Filing for bankruptcy can be a stressful process filled with difficult decisions. When first deciding to file, the person should analyze whether they need to file for Chapter 7 or for Chapter 13 bankruptcy. These two forms of bankruptcy have different eligibility requirements. Determining which chapter you need to file for can seem complicated, but deciphering the specifics, makes the decision simpler.
Chapter 7 bankruptcy is the process of liquidating the debtor’s (your) assets that are not exempt to repay some of what is owed to the creditors and to ultimately discharge (eliminate) your debts. After filing for Chapter 7, an independent trustee is appointed by the court to review the debtor’s finances. Not all debtor’s assets are liquidated, as certain assets are exempt from this process. Excluding the exception of exempt assets, the trustee is responsible for repaying creditors. In New York, these exempted categories are homestead (property, cash, books, appliances, etc.), personal property (automobile, security deposits, trust fund, etc.), insurance, pensions, and miscellaneous (business partnership properties, IRAs). Each portion of the category is only exempt to a certain limit: for example, only 90% of a trust fund can be exempt. The debtor can also choose to reaffirm their commitment to secured debts, which are debts where property has been set down as collateral. If they chose to do so, these debts would not be eligible for bankruptcy for another eight years. At the end of the Chapter 7 process, the debtor is discharged, or relieved, of all unsecured debts, with the exception of child support, alimony, tax payments, and student loans and certain other debt.
To determine whether they are eligible for Chapter 7, the debtor must compare their income to New York’s average monthly income for the number of people in their household. If the household’s combined average monthly income is below New York’s average for the household, then it is simple: they qualify to file for Chapter 7 bankruptcy. If the average monthly income is above this threshold, they must compile all financial information and determine the total income and the total expenses. While total income is more of an exact number, total expenses are typically based on local, state, and national averages of necessary expenses. The difference between these two determines the total income the person must pay to fulfill their debts. If this total is less than $7,475 for the next two months, the person would only qualify for Chapter 7. If the total is greater than $12,375, the debtor is only eligible for Chapter 13. By falling in between this range, the debtor could be eligible for either one, and would decide based upon the category of debts.
Chapter 13 applies to individuals who have enough disposable income to repay their debts or they have certain assets they do not want to liquidate in a Chapter 7. When petitioning for Chapter 13, the debtor must produce all financial information including income, expenses, assets, liabilities, leases, and contracts. This petition will set forth a payment plan of either three or five years during which all creditors are repaid.

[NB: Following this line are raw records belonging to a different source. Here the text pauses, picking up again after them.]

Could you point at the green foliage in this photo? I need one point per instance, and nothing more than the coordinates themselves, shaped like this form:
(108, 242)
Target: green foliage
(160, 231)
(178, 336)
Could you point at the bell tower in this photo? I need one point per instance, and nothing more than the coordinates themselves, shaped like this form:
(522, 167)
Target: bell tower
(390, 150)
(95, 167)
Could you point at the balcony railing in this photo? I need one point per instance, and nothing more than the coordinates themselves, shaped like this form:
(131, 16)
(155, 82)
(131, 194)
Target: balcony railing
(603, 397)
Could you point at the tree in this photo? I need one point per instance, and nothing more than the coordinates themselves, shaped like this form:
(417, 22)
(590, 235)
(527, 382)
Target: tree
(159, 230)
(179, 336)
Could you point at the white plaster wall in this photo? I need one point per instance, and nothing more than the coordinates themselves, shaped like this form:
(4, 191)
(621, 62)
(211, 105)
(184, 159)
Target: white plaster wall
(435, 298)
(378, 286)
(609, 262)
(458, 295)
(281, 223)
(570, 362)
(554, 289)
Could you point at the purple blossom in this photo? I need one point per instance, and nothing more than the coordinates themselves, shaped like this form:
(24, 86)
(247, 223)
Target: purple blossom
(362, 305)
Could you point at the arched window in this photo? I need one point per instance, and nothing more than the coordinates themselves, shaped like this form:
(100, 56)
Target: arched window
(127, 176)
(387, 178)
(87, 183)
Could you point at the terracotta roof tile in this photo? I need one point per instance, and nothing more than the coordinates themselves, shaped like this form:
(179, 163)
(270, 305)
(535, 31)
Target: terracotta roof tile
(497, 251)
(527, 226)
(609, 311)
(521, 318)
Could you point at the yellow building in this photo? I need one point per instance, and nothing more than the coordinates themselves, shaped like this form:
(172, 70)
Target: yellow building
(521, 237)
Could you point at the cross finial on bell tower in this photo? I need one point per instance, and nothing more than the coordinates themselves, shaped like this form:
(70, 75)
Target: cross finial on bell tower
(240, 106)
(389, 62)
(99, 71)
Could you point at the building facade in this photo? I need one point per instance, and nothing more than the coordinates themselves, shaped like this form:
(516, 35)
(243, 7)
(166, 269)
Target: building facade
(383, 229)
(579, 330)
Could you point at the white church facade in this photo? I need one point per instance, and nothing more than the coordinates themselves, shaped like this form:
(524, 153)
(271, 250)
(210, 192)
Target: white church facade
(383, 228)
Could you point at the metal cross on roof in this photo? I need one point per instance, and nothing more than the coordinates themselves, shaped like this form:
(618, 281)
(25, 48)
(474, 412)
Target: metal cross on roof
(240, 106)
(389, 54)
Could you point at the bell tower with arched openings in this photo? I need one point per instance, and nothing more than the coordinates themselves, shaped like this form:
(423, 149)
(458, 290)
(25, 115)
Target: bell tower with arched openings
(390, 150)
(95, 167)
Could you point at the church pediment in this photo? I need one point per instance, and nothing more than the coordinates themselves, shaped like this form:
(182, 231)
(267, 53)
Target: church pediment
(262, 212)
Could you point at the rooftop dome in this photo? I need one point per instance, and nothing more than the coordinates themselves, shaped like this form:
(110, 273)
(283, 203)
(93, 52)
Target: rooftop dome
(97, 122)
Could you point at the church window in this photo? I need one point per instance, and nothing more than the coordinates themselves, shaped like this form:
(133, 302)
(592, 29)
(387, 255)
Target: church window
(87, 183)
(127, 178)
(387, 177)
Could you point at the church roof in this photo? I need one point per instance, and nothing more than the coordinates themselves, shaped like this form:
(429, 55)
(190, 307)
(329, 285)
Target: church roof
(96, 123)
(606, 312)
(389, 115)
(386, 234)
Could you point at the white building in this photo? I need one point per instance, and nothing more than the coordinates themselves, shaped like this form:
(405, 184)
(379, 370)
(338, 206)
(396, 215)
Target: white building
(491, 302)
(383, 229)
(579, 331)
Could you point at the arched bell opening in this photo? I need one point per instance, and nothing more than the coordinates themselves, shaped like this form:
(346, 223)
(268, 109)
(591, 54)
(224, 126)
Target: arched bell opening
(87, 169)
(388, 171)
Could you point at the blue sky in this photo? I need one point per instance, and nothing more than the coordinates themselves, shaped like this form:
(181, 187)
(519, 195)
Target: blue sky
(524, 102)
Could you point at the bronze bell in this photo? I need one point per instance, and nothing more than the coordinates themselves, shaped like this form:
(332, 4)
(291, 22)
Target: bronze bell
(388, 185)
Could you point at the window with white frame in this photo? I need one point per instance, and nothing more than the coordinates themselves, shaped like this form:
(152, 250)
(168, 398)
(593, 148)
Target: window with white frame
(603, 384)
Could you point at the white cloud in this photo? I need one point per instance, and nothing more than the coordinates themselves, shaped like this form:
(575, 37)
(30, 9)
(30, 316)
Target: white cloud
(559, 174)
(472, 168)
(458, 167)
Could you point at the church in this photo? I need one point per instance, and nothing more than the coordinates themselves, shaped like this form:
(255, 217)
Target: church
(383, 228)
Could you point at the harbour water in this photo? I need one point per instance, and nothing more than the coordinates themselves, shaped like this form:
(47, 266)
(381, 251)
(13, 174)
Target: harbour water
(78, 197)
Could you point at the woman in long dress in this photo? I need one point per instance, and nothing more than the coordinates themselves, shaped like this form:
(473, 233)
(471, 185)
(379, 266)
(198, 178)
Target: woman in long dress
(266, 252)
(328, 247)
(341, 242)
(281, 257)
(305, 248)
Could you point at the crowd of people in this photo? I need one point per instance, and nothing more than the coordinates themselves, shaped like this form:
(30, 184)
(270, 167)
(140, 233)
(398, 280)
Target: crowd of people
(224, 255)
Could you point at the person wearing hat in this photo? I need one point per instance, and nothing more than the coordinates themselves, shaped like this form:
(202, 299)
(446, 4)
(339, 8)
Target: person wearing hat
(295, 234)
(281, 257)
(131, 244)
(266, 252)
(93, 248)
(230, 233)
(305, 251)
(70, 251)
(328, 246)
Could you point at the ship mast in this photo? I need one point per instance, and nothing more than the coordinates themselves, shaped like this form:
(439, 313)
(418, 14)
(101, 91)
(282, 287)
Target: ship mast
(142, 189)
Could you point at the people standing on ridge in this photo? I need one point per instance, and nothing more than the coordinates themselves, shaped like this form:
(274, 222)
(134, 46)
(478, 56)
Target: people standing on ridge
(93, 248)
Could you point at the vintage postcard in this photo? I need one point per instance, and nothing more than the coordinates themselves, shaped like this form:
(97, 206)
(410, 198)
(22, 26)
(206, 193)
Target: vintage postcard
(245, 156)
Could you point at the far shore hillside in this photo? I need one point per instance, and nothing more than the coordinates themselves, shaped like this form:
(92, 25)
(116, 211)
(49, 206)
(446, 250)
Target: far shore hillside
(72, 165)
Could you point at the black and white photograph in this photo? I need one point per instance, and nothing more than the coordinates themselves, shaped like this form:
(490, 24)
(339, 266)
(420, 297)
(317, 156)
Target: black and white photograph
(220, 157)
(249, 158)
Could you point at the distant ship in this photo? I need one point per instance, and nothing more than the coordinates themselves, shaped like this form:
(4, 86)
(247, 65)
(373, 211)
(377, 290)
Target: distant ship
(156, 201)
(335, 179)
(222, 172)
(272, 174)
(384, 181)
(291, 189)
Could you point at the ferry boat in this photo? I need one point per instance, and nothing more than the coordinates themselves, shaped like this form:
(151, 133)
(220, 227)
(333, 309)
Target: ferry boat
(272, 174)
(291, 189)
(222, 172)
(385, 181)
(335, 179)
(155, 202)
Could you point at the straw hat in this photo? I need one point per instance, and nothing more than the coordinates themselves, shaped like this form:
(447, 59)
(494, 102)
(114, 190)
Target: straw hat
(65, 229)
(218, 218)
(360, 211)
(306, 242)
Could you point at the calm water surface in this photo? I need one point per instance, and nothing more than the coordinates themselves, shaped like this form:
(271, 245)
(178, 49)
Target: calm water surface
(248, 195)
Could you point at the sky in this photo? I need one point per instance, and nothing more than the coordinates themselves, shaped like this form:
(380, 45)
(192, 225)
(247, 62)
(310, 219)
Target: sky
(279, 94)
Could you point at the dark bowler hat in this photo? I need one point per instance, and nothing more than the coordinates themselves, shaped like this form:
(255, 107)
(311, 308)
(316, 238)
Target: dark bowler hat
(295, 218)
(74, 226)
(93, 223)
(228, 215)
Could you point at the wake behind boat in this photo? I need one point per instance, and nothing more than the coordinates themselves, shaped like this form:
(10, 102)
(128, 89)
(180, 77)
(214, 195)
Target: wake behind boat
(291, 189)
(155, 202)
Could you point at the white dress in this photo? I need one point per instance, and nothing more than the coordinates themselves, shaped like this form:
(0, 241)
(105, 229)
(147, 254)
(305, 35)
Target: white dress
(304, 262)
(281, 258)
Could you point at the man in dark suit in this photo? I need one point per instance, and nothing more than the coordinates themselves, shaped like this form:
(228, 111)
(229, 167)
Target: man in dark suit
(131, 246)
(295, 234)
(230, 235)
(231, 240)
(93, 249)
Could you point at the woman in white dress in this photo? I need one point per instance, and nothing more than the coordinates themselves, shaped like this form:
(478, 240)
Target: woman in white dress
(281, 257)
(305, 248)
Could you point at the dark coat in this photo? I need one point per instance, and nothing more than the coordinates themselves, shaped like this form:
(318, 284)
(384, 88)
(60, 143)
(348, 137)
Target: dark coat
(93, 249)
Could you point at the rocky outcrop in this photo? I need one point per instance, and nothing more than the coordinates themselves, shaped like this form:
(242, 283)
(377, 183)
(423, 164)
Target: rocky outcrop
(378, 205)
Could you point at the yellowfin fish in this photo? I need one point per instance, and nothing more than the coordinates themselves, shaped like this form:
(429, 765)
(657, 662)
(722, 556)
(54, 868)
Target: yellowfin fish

The plan classifies debts into three types: priority, secured, and unsecured. Priority debts are the only ones which must be paid in full, as secured debts can be paid up to the amount of the collateral. Unsecured debts are not officially covered as a part of the plan, but the debtor must commit to pay the debts within an agreed period of time. Once the plan is set, a confirmation hearing is held to ensure that the plan can be executed, and if so, the debtor will begin to make their payments. Throughout the payment of the plan, the debtor cannot take on additional debt in order to keep their property. After successful completion of the plan, the person is relieved of all debts included in the plan.